卵は大きいから、アユムさんが一つを切り分けて皿に盛っていく。
「タンパク質多っ」
「仕方ないです。野菜はこのダンジョンにはなってないんですから」
今私たちが採って食べることができるのは、肉、魚、それにこの間の卵に、木型の魔物の死骸から採れる果物のみ。
テント周りの木からミント味の葉っぱを取ることもできるけれど、流石にミントをたくさん食べる趣味はなく、口をさっぱりさせたい時に口に含ませる程度だ。

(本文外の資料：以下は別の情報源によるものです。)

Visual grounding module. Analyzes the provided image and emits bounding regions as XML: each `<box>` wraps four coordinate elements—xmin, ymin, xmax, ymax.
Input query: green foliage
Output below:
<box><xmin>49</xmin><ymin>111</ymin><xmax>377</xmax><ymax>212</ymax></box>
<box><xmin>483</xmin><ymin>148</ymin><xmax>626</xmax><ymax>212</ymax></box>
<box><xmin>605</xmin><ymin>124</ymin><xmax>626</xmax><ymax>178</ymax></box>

正直、こんなダンジョンで食事に合う野菜を食べることなんて期待はできない。
少し前まで魔物肉の焼き肉しか食べてなかった私たちからすれば、卵や果物があること自体贅沢だけれど、ここに来たばかりのレイナさんに採っては不満しかないというのは仕方がないのかもしれない。
せめて果物類はしっかりと摂らしてあげないと。
「確か四層にまだ果物があったので、私、採ってきますね」
そう言って私が立ち上がると、「俺も行きます」とアユムさんも同じように立ち上がった。
「え? 良いんですよ。私、一人でも大丈夫ですし」
「ダメです。四層は討伐したばかりでしっかりと探索したわけではないですし、何があるかまだわかってないんですから。れいなちゃんはここで待ってて。すぐ帰ってくるから」
そう言うとアユムさんは、後ろからレイナさんが何か言っているのを聞くことなく、私の手を引いて四層へと向かった。